24/7 Wall St. Daily News
Mel Karmazin, CEO of the new Sirius XM (SIRI) satellite radio company, has begun to go public with his plan to fix the firm.
Shares in Sirius have traded around $.90 over the last several days. They are likely to drop further with a sharp sell-off in the stock market due to the spread of the credit crisis.
The most immediate problem Sirius faces is that the merged radio firms have total long-term debt of over $2 billion. Sirius would like to re-finance much of that on better terms. There has never been a worse time to do so.
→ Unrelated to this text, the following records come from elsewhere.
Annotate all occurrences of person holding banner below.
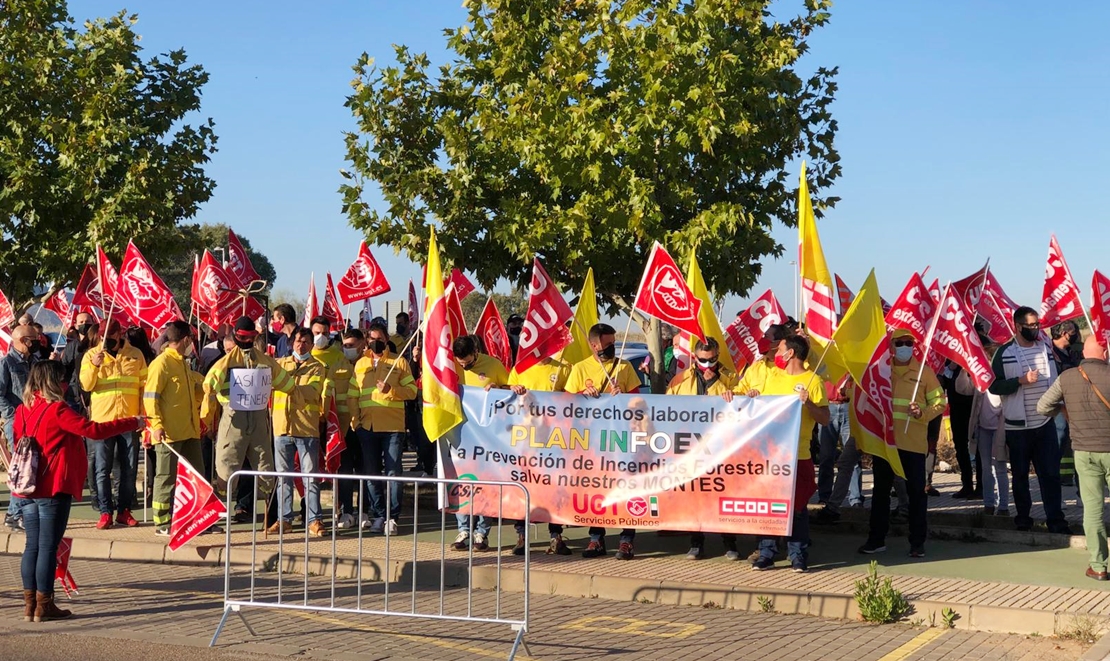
[81,319,147,530]
[201,317,295,506]
[13,360,144,622]
[741,334,830,573]
[347,320,416,534]
[990,306,1071,534]
[565,323,640,560]
[142,320,204,537]
[266,328,327,537]
[508,358,571,555]
[451,335,508,552]
[667,338,740,560]
[859,329,946,558]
According to The Wall Street Journal, Karmazin will offer potential customers listening packages less expensive than the current ones. That may bring in consumers who see the present monthly price of the service as being too high. Unfortunately, it gives today's subscribers the chance to "downgrade" to lower packages with fewer channels to save month. Sirius may end up with more customers with the average revenue-per-client actually falling.
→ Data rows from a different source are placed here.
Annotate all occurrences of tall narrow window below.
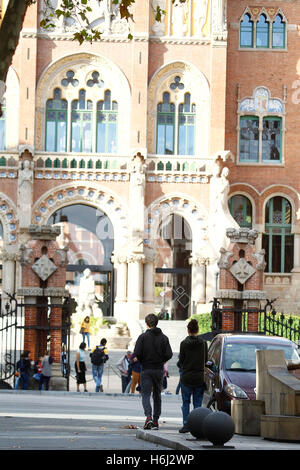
[45,88,68,152]
[240,116,259,162]
[228,194,252,228]
[0,100,6,150]
[262,196,294,273]
[262,117,281,161]
[240,13,253,47]
[256,15,270,47]
[156,92,175,155]
[272,15,285,49]
[71,90,93,153]
[178,93,196,155]
[97,90,118,153]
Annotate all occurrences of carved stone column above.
[189,254,208,306]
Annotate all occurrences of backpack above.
[90,346,105,366]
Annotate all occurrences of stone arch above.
[32,183,128,249]
[260,185,300,232]
[0,192,18,245]
[228,183,259,226]
[147,61,210,155]
[35,52,131,151]
[145,193,208,253]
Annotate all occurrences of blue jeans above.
[39,374,50,390]
[92,364,104,392]
[21,372,30,390]
[82,333,90,348]
[180,382,204,424]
Satellite radio sales depend in large part on new car sales. Karmazin is facing another 18 months of more of that industry struggling through its worst period in decades. That partially blocks Sirius's need to drive up its number of customers.
The Achilles Heel of satellite radio is that it has been replaced by portable electronics devices like the Apple (AAPL) iPod and multimedia phones which work on 3G networks. Consumers only want so many gadgets for getting their entertainment.
Sirius may not ever trade above $1 again for any significant period of time.